IN THE HIGH COURT OF KARNATAKA, BENGALURU DATED THIS THE 31ST DAY OF AUGUST, 2019 BEFORE THE HON'BLE MR. JUSTICE MOHAMMAD NAWAZ CRIMINAL APPEAL No.343 OF 2014 Between:
Anil S/o. Gopinath A/a 29 years R/a Ammaimane Kutruppady village Puttur Taluk, D.K.-573 275.
(By Sri. R.Srinivasa Gowda, learned counsel as Amicus Curiae) And:
The State Asst. Commissioner of Police Puttur Sub-Division, Puttur Represented by State Public Prosecutor High Court of Karnataka Bangalore- 560 001.
... Appellant ... Respondent (By Sri. M. Divakar Maddur, HCGP) This Criminal Appeal is filed under Section 374(2) of Cr.P.C. praying to set aside the order dated 20.12.2013 in Special Case No.20/2013 on the file of II Addl. District & Sessions (Spl.) Judge, D.K. Mangalore for the offence p/u/s 376(1), 506 of IPC, 3(1)(xii) of SC & ST (PA) Act, 1989 and Sec. 5(j)(ii) and (1) r/w. 6 of Protection of Children from Sexual Offences Act, 2012 and etc., This Criminal Appeal coming on for Hearing this day, the Court made the following:
ORDER This appeal is filed by the accused- appellant challenging the judgment and order of conviction and sentence in Special Case No.20/2013 dated 20.12.2013 passed by the II Addl.District & Sessions (Spl.) Judge, D.K. Mangaluru.
2. The accused-appellant has been convicted for the offences punishable under Sections 376(1), 506 of IPC and Section 3(1)(xii) of the Scheduled Caste and Scheduled Tribe (Prevention of Atrocities) Act, 1989 and Section 5(j)(ii) & (l) read with Section 6 of Protection of Children from Sexual Offences Act, 2012.
3. I have heard the learned counsel Sri R. Sreenivasa Gowda, Amicus Curiae appearing for the appellant and the learned HCGP Sri Diwakar Maddur appearing for the respondent-State.
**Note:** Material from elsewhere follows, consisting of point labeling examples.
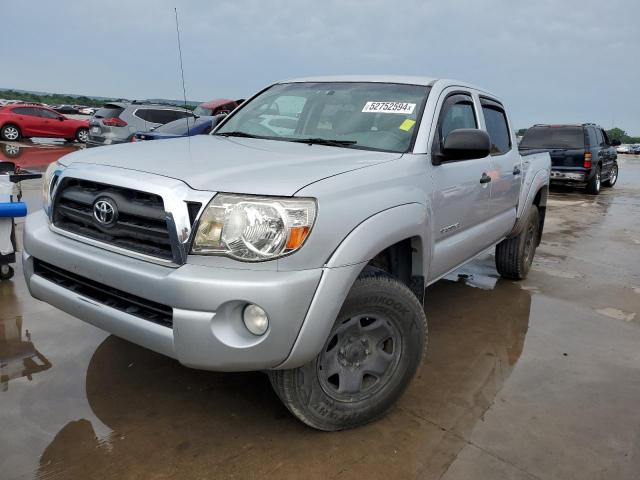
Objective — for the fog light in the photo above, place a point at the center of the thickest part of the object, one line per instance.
(255, 319)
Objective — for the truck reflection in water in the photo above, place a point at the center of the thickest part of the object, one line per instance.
(18, 356)
(32, 155)
(167, 419)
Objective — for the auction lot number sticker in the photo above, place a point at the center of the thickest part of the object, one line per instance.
(389, 107)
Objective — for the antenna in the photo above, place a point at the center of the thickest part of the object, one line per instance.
(184, 90)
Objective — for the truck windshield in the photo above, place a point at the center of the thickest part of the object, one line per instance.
(363, 115)
(553, 137)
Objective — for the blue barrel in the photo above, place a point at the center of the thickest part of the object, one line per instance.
(13, 209)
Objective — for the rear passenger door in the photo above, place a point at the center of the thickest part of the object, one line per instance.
(606, 152)
(460, 201)
(506, 168)
(29, 121)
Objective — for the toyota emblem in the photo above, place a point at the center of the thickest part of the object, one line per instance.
(105, 212)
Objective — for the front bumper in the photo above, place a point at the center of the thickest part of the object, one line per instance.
(208, 332)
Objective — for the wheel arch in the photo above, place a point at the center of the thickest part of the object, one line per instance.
(394, 233)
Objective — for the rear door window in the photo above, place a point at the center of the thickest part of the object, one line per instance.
(108, 112)
(562, 137)
(30, 111)
(48, 114)
(497, 127)
(161, 116)
(457, 112)
(599, 138)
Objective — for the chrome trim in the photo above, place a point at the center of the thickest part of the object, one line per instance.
(174, 193)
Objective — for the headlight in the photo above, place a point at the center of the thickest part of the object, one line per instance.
(53, 170)
(254, 229)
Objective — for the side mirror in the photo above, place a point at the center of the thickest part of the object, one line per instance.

4. The case of the prosecution in brief is that the victim girl, a minor aged about 14 years was residing with her parents at Ammaimane, Kutruppady village of Puttur Taluk. She was studying in 9th standard in Kadaba Government High School. She belongs to Scheduled Caste. The accused was a neighbour and he was married and living along with his wife and two children. He was a painter by profession. The parents of the victim used to go out for coolie work in the morning and would return to their house in the evening. Whenever there was a holiday for the school, the victim girl would remain alone in the house. When she was alone in the house, the accused was visiting her house and he used to behave intimately with her by holding her hands and hugging etc. She was opposing the act of the accused. In the month of October 2012, when the victim girl was alone in the house at about 2.30 p.m., the accused came to the house and committed forcible sexual intercourse against her will. Even thereafter, when the victim was alone in the house, the accused committed forcible sexual intercourse for about 3-4 times and even in the month of January 2013 in the morning at about 10.00 a.m., the accused repeated the said act. Later, the victim developed pain in her stomach and she informed the same to her parents. On 19.03.2013, her parents took her to Government Lady Goschen Hospital, Mangaluru and it was revealed that she was 5 months pregnant. An intimation was given to the Police as per Ex.P7 by PW.7- Dr. Poornima.J, Medical Officer. On receiving the said information, PW.9- Assistant Sub Inspector, Kadaba Police Station visited the hospital and recorded the statement of the victim girl as per Ex.P5. A case was registered against the accused. Ex.P10- FIR was sent to the jurisdictional Court. The victim girl was medically examined by PW.7-Dr. Poornima.J and in this regard, medical certificate-Ex.P8 was issued. The study certificate and the caste certificate of the victim were collected during the course of investigation which is marked as per Ex.P4 and Ex.P9 respectively. After completion of the investigation, charge sheet was filed against the accused.
5. The charges were framed against the accused for the offences punishable under Sections 376(1), 506 of IPC and Section 3(1)(xii) of Scheduled Caste and Scheduled Tribe (Prevention of Atrocities) Act, 1989 and Section 5(j)(ii) & (l) read with Section 6 of Protection of Children from sexual offences Act, 2012.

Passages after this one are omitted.